Us: There’s no one here.

Nyrie: I’ll WhatsApp him. Hi, we’re here to pick up our car. 

Moorea Fun Bike Guy (in French accent): Ooooh. We don’t have a car for you. 

Nyrie: What? We are supposed to pick up a car today. 

Moorea Fun Bike Guy (still speaking in French accent for some reason): We don’t have a car. Wait for me, please. I’ll be there in five minutes. 

Us… waiting for five minutes… 

Moorea Fun Bike Guy shows up…: Here’s your car!


Are you confused? Us too. 

You know what else is confusing? When you’re trying to find a tour you booked over at some beach and you call the guy and say, “We’re parked by a blue van and there are some tires on the road.” Leo the tour guy said, “That’s a great spot, stay there!” 

Who needs Google Maps? As long as you’ve got a blue van and some tires in the road for reference, it’s all good. The tour itself was for a sunset catamaran cruise. Sounds like a relaxing good time, yes? Not if you ACCIDENTALLY wear your shoes on deck (he hates that). Not if you ACCIDENTALLY yell, “You better hang on, spider monkey!” as you grip the underside of the net after cowabungaing into the water (he also really hates that). Regardless, hanging out on a catamaran net during a three hour tour of open water chasing the sunset was unreal. 
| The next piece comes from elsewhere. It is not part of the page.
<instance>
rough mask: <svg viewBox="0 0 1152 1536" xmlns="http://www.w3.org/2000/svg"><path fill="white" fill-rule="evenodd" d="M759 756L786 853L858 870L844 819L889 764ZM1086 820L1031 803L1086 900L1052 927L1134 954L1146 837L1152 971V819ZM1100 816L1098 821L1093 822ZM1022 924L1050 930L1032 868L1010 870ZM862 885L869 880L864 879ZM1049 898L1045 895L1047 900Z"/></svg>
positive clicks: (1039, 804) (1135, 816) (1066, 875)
After Leo dropped us off and practically peeled out to get away from us (which is not easy to do in a boat), we headed to the Hilton to see how the other half lives on this island… and to try their over the water crepe restaurant. It’s like trying to get into Fort Sumter. Lady at gate? Didn’t believe that we would attempt it without a reservation… until she called us in and, three cheers for us, there had just been a cancellation! Lady in lobby? Didn’t believe we had a reservation. Four cheers for us, she had to eat rooster when she found out we did. (No one eats crow around here due to the surplus of roosters). The crepe restaurant was great, with the highlight being reef sharks just under our feet, hoping to get bits of crepe. I guess they are French sharks. Le sharks, perhaps!


Back to Cook’s Bay for a night of falling asleep while blissfully listening to the waves and the crowing of very confused roosters who can’t tell time!